The Keynesian view, although influential, has not been universally accepted. Milton Friedman and Anna J. Schwarz, for example, argued in their 1963 book A Monetary History of the United States that the Great Depression was a product of tight monetary policy preventing recovery from a temporary decline in activity, rather than a crisis of overproduction. Keynes did, though, recognize the importance of production and private investment, arguing that subsidizing demand could pull forward investments in industries. In both the Keynesian and more libertarian approaches, the question was not one of spending replacing saving, but of how to achieve the proper balance between spending and saving and of what role government should play in achieving that balance.

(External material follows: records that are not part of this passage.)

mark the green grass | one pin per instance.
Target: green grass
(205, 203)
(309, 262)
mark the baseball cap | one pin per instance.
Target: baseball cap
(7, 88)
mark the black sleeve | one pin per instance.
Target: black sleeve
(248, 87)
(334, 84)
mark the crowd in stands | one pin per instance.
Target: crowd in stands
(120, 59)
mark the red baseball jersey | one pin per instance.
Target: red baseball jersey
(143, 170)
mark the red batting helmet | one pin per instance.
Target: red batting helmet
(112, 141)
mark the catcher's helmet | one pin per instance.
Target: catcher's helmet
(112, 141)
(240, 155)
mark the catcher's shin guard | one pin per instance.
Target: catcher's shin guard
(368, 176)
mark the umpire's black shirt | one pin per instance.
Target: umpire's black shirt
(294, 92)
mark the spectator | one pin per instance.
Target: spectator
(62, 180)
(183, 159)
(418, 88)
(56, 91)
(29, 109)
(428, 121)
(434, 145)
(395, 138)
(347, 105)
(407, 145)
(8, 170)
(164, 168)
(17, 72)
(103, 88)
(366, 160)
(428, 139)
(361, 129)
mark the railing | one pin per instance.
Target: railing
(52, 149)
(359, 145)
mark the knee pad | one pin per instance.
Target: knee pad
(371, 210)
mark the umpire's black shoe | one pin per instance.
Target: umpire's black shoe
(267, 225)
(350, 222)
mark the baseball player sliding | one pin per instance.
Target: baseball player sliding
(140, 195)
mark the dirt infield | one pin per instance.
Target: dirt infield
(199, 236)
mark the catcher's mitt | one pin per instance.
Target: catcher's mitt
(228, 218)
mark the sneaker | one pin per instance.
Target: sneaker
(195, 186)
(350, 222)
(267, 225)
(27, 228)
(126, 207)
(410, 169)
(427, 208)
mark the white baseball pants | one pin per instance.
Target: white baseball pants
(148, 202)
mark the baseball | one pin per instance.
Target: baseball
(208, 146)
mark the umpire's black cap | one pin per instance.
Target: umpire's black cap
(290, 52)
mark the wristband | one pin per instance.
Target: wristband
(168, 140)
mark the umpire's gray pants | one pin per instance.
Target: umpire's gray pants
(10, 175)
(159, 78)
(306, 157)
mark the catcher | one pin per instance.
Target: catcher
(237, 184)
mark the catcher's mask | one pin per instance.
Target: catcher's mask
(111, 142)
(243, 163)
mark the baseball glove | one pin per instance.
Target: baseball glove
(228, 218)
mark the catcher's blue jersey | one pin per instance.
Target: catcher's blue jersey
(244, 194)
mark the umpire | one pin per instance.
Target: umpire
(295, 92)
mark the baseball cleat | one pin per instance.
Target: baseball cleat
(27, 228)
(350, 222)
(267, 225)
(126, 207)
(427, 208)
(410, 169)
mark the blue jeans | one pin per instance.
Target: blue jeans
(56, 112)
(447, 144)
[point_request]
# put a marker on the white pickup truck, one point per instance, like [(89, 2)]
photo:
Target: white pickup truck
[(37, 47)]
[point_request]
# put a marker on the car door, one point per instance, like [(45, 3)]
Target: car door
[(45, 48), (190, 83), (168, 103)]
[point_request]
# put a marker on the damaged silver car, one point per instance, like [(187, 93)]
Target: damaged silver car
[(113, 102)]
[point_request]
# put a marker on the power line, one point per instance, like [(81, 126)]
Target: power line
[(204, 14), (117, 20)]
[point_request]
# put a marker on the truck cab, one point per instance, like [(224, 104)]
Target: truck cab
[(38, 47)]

Now, in our present situation, I think our difficulties are the reverse of those that Keynes believed caused slumps, and this is precisely the problem with arguing that we should bring back the economy through spending. The very historical pattern James Livingston described in the program, the reliance on consumption as an engine of growth, has resulted in an economy in which consumption has outpaced our productive capacities. We do not face overproduction and underconsumption, but overconsumption and underproduction. It is a debt-driven economy. Solman raised the problem of debt, but only as a matter of government debt that could, theoretically, be resolved by economic growth increasing government revenues. Government debt is only part of our difficulty, though. Our economy has also become increasingly dependent on consumer debt, often subsidized by government debt. The kind of growth created by consumer debt is inherently unsustainable because it creates neither a present balance between production and consumption nor a plausible future balance between the two.